4 Mayıs 2013 Cumartesi

Evet, galiba manyağız


Gazeteler önceki gün Sinop Nükleer Santralı'nı Japon Mitsubishi Heavy Industries ve Fransız Areva ortaklığının yapacağını yazmıştı.
Başbakan bugün Japonya Başbakanı ile Sinop’ta Akkuyu’da yapılması planlanan NÜKLEER SANTRAL anlaşmasını imzalayacakmış. Hatta bu haber Paris Borsasını zıplatmış. Pekala biz niye Paris Borsasını zıplatmaya uğraşıyoruz. Ki Japonlar, Fukuşima’dan sonra 50 reaktöründen 48’ini çalıştırmazken niye Japonya’dan nükleer santral satın almaya çalışıyoruz. Bilen var mı???
Yani Hükumetimiz santrali en çok kazanın olduğu ilk 5 ülkeden 2 tanesinin ortaklığına yaptırıyor. Diğeri ile de görüşmelerini sürdürüyor. Listeye dikkatlice bakıldığında görülecek İlk 5 ülkenin dışında kalanlar nükleer defterini çoktan kapatmış ülkeler. Ve kaza sayılarının 25 yıllık durumuna baktığımızda sayıların azalmasının en önemli nedeninin Dünya’nın büyük kısmının NÜKLEER’den vazgeçmesinden kaynaklı olduğu da görülüyor.
İşte tamda bu yüzden işi başka kimse yapmıyor ki iş onlara kalmış durumda. İlla bir Borsa zıplayacaksa Paris Borsası olmadı, Tokyo Borsası o da olmadı, Moskova Borsası zıplayacaktı zaten.
Aslına bakarsanız dünya atmosferinde radyasyon var zaten ve genel olarak bir insan, bir yılda hava ve topraktan da radyasyon alıyor.

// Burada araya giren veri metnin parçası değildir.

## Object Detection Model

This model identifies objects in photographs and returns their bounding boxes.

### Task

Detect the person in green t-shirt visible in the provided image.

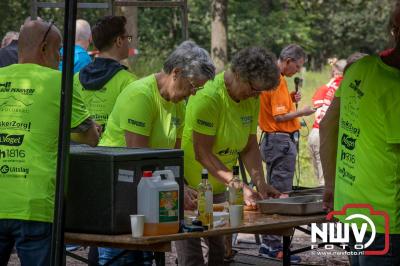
[320,3,400,265]
[99,41,215,264]
[0,21,99,266]
[74,16,136,129]
[175,47,280,265]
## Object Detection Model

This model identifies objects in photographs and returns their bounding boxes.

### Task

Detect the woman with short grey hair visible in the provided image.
[99,41,215,265]
[175,47,279,266]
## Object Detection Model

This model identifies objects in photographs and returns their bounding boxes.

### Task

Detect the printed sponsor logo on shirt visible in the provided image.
[311,203,390,256]
[340,151,356,164]
[240,115,253,126]
[197,119,214,127]
[0,133,25,146]
[93,114,108,121]
[128,118,146,127]
[0,82,35,96]
[0,164,29,177]
[350,79,364,98]
[338,167,356,185]
[342,134,356,150]
[0,120,32,131]
[0,81,11,90]
[171,117,181,127]
[217,148,239,156]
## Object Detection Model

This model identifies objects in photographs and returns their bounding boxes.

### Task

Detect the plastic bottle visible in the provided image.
[228,165,244,205]
[137,170,179,236]
[197,169,213,229]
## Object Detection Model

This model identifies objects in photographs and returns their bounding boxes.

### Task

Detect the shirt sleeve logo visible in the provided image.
[128,118,146,127]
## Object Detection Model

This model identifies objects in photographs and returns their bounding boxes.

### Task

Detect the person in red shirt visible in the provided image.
[308,59,347,186]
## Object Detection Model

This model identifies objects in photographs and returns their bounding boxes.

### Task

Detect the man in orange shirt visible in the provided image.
[258,44,315,263]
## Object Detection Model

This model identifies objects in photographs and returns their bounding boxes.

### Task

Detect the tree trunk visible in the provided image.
[211,0,228,73]
[116,3,139,69]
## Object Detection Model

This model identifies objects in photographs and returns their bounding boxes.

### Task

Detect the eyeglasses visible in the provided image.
[42,20,54,43]
[121,35,133,42]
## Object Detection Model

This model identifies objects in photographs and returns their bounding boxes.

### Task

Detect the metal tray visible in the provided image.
[257,195,323,215]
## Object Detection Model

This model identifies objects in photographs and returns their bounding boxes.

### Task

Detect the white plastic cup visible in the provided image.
[229,205,243,227]
[130,214,144,237]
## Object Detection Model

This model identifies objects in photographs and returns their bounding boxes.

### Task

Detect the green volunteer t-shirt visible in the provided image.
[182,73,259,194]
[74,69,136,125]
[0,64,89,222]
[335,56,400,234]
[100,75,185,149]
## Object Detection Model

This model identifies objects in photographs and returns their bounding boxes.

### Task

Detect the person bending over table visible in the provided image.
[175,47,280,266]
[99,41,215,265]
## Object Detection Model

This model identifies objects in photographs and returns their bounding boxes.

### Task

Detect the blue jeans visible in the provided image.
[0,219,52,266]
[350,232,400,266]
[98,248,153,266]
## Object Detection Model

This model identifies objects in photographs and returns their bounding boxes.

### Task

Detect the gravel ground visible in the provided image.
[8,231,349,266]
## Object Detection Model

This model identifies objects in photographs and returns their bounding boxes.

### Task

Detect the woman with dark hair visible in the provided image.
[99,41,215,266]
[176,47,279,266]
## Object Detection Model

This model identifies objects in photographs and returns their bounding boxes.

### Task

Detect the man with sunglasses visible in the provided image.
[259,44,315,263]
[74,16,136,130]
[0,20,99,266]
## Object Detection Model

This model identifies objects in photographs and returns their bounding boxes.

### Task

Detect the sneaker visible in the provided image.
[258,244,301,263]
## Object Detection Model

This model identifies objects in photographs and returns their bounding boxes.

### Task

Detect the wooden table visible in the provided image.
[65,212,326,265]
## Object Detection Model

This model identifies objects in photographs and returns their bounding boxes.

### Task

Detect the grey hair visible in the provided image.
[231,47,280,90]
[1,31,19,47]
[75,19,92,41]
[163,41,215,80]
[333,59,347,73]
[279,44,306,61]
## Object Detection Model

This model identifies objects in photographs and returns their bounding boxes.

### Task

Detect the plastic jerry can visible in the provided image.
[137,170,179,236]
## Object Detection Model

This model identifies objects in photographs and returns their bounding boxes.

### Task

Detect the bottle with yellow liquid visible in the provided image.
[197,169,213,229]
[228,165,244,205]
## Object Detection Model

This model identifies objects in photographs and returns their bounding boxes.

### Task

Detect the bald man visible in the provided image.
[0,21,99,266]
[59,19,92,73]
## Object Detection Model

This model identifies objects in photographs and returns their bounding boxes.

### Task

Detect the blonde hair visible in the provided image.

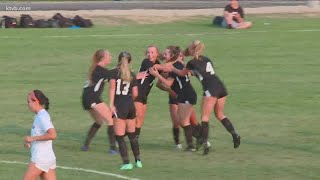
[118,51,133,82]
[88,49,109,84]
[183,40,205,59]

Ancak belli bir düzeyin üzerinde radyasyona maruz kalmak, kanın kimyasını değiştiriyor, bulantıya yol açıyor, kusma yapıyor, saçları döküyor, ishal yapıyor, kanama yapıyor tedavi uygulanmazsa, 2 ay içinde ölüm, iç kanama ile ise 1-2 haftada ölüm gerçekleşiyor.
Çernobil nükleer santralindeki kazadan sonra dünyayı dolaşan radyasyon bulutları Trakya’da ota, süte; Karadeniz’de çaya, fındığa, suya radyasyon bulaştı. Etkilerinin sonuçları tam olarak bilinmiyor.
Ama buna karşın bazı “uzmanlar” var ki : “Karadeniz’de kanserden ölenlerin sayısının artmasının Çernobil’le bir ilgisi yok. Bunlar nükleer karşıtlarının uydurması. Öyle olmasaydı bugün hükumet Mersin ve Sinop’ta nükleer santral kurmaya çalışmazdı. Türkiye’den kilometrelerce ötede meydana gelen bir nükleer kazanın ülkeyi nasıl etkilediğini görür, bu topraklarda nükleer santral kurulmasını istemezdi. Çernobil nükleer kazası Türkiye’yi etkilemiş, Türk Tabipler Birliği’nin dediği gibi Hopa’da ölümlerin yüzde 47’si kanserden olmuş olsaydı, hükümet Ruslarla, Fransızlarla nükleer santral pazarlığı yapmazdı. Manyak mıyız biz?
Çernobil’in radyasyon dolu bulutları yıllar önce ülkemiz topraklara uğramış olamaz. Öyle olsaydı, İtalya gibi yapar nükleer santralleri k defterini o zaman kapatırdık. Nükleer santrallerini kapatma kararı alan Belçika, İspanya, Almanya veya İsviçre’nin yolundan giderdik. Ya da Yunanistan, İrlanda, Norveç, Danimarka gibi bu işe hiç bulaşmazdık." diyorlar.


Öte yandan bir de ironi var ki pes dedirtiyor. Nükleer Santrali olmayan Türkiye, İstanbul İkitelli’de 1999’da meydana gelen olayla “dünyanın en önemli 20 radyoaktif kazası” listesine girmiş.
Daha santral olmadan, olunca ne olacak Allah bilir.